Here is a shot of a home made ribbon microphone and frame that is built out of six pieces of iron and a couple of flat magnets. You can't see the ribbon which is well in the middle of the magnets which are quite wide and not very long.
This motor unit was made to measure the flux density of the gap with and without back iron. The advantage of back iron is that it increases the magnetic field strength, and the disadvantage is that it represents an acoustic obstacle and therefore limits the high frequency response.
There have been a couple of licensed public spectrum users (what I once referred to as "ham" radio) who I have spoken with who have recently built similar home constructed ribbon mics and put them on the air recently. The public has access to spectrum for this type of on-the-air experimentation in most countries of the world. Generally referred to as "amateur radio", the resource is gradually being accessed by a new generation of experimenters and others who want to have free access to some usable spectrum for personal communications and for scientific, engineering and educational purposes.

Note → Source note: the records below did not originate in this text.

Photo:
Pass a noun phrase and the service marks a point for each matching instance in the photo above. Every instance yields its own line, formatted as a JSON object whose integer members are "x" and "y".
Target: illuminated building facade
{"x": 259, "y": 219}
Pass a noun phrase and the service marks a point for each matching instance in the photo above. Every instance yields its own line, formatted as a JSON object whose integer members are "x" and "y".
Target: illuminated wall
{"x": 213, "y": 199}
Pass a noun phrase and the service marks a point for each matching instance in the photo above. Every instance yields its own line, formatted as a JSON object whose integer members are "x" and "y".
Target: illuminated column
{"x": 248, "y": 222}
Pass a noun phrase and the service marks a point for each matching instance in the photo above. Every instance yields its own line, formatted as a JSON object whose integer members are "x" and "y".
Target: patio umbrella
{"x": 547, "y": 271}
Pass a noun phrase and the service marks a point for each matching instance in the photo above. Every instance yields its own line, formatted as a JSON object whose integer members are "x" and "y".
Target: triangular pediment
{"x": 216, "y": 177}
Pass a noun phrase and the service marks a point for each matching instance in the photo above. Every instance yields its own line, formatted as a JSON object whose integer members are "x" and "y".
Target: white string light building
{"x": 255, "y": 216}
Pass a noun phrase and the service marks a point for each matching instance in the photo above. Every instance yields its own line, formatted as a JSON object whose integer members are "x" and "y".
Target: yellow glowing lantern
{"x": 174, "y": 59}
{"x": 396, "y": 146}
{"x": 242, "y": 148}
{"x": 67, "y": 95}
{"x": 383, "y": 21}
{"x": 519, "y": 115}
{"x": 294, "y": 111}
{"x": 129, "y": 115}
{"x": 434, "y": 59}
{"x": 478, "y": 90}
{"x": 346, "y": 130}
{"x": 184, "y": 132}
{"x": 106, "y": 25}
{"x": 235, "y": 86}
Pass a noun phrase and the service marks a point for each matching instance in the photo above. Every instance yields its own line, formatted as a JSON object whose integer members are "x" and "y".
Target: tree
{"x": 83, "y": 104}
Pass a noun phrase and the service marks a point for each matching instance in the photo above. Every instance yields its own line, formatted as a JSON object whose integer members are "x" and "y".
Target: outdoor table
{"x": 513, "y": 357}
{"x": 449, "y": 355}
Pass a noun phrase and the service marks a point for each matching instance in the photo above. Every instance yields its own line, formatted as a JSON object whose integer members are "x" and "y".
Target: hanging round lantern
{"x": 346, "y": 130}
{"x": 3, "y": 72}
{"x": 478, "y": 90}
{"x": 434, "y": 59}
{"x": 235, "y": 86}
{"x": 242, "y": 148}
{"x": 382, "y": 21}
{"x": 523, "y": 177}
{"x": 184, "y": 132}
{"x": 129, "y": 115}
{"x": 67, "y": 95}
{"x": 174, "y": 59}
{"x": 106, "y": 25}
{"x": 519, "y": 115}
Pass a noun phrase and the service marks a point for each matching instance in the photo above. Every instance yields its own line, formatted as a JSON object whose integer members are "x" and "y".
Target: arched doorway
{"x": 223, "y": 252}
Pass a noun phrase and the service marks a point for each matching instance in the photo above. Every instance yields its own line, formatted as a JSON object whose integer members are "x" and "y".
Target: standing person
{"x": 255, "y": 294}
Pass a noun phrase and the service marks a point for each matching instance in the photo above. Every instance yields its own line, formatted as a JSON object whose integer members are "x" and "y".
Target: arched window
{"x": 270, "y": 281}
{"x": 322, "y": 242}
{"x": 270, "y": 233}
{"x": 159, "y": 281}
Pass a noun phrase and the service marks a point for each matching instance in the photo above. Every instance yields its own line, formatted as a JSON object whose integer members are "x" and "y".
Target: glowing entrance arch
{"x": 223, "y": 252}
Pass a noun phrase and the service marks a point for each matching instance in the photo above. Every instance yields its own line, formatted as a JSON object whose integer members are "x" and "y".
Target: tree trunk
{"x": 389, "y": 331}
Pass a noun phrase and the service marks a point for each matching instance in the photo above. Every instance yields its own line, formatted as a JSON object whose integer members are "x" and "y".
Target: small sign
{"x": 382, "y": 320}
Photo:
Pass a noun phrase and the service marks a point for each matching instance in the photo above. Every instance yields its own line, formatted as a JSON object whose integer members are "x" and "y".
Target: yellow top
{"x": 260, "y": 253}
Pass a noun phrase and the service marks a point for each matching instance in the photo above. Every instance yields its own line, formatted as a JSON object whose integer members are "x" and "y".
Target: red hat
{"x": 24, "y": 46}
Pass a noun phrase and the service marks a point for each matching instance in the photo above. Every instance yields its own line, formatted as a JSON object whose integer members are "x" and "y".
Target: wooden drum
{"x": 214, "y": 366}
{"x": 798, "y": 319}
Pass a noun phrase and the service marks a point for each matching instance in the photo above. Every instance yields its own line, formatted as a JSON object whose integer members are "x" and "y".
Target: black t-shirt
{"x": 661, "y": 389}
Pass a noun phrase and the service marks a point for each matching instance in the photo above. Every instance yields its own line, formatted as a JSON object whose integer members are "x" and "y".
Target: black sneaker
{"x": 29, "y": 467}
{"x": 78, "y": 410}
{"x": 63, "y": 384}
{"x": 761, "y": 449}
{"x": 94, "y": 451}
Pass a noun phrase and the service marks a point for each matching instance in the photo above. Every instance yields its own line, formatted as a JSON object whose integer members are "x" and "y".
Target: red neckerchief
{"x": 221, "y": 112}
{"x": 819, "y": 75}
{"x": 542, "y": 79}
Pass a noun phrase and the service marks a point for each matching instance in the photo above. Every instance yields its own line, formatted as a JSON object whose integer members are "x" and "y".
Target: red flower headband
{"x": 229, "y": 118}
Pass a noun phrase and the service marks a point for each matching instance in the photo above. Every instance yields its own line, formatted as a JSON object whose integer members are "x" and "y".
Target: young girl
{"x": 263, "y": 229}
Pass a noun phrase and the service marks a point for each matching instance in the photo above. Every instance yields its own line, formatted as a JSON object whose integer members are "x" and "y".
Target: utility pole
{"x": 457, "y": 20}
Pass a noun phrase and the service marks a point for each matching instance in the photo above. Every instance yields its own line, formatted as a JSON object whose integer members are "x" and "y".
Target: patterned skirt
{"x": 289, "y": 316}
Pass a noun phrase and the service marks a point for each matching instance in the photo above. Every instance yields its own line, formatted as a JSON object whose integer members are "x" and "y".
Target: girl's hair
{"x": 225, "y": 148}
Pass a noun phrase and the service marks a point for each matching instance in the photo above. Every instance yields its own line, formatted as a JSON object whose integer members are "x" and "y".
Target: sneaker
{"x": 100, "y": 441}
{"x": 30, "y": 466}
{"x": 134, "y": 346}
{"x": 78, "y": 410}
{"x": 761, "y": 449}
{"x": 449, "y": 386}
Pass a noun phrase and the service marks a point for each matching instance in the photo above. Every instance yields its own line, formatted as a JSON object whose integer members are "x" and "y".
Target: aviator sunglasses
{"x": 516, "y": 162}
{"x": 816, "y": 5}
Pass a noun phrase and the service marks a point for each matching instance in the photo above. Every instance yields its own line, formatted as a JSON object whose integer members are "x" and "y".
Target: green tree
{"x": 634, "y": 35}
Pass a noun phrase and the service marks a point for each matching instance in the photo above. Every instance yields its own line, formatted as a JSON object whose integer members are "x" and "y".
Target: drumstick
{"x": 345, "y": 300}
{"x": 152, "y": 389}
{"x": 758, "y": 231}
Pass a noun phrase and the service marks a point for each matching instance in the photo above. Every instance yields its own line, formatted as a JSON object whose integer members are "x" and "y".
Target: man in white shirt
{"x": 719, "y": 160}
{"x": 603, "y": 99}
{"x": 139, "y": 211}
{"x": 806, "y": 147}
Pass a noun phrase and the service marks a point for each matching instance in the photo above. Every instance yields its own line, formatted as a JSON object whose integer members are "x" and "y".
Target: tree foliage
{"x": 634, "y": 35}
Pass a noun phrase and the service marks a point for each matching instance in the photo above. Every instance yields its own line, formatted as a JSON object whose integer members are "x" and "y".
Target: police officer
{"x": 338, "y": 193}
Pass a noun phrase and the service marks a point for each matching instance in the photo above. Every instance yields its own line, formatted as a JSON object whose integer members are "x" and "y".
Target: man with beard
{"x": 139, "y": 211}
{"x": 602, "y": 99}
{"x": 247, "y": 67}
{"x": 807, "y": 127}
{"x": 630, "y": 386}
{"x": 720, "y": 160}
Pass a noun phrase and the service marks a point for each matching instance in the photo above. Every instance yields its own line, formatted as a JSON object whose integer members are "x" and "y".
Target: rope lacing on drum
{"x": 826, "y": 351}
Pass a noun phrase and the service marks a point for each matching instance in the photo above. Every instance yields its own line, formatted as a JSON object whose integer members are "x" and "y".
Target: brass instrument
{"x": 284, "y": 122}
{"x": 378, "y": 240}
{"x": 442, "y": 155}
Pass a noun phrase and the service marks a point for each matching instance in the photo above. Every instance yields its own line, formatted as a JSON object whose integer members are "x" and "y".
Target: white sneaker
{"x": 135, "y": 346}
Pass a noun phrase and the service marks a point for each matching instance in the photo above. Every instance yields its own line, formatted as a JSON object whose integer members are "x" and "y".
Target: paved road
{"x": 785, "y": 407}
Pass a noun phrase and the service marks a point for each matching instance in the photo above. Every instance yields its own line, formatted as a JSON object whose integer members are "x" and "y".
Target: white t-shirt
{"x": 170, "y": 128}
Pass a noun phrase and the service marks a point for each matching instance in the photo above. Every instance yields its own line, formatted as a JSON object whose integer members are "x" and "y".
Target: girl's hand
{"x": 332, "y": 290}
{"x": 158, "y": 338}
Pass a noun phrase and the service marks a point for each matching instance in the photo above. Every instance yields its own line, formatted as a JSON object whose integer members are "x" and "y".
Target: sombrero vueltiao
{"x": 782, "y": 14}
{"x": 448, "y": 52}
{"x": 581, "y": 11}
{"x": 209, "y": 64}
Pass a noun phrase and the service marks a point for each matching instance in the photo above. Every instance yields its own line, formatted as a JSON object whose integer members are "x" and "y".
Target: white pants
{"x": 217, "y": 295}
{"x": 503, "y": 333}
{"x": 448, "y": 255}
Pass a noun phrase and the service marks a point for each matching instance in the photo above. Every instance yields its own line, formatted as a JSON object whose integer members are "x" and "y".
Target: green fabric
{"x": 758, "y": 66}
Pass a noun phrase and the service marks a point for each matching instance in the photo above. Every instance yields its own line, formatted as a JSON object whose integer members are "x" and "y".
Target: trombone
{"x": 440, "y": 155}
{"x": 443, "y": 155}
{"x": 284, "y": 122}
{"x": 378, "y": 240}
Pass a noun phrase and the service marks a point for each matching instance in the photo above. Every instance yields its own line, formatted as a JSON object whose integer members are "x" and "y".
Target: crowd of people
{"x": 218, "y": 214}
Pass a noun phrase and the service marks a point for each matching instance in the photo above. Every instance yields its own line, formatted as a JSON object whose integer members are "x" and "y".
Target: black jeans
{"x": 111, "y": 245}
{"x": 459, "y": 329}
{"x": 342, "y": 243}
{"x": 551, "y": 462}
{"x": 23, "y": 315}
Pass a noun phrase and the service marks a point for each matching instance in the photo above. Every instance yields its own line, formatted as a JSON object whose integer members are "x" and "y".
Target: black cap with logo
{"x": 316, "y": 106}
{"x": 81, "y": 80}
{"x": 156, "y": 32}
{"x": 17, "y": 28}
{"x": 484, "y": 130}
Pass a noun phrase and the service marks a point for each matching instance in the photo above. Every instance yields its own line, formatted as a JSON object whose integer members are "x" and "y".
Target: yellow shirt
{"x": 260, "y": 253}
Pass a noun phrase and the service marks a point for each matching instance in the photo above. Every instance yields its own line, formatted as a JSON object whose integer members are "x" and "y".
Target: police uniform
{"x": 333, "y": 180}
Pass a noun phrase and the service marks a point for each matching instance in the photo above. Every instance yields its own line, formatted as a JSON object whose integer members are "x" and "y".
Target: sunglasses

To access spectrum in your country, you may or may not need a license, depending upon the portion of spectrum you wish to use. Generally if you want to get good distance you must use fairly high power, which requires a simple license indicating you know how to use it safely and without making a lot of interference or noise which would disrupt others.
There are a lot of people doing long-haul Wifi, for example, and getting free internet access as a result.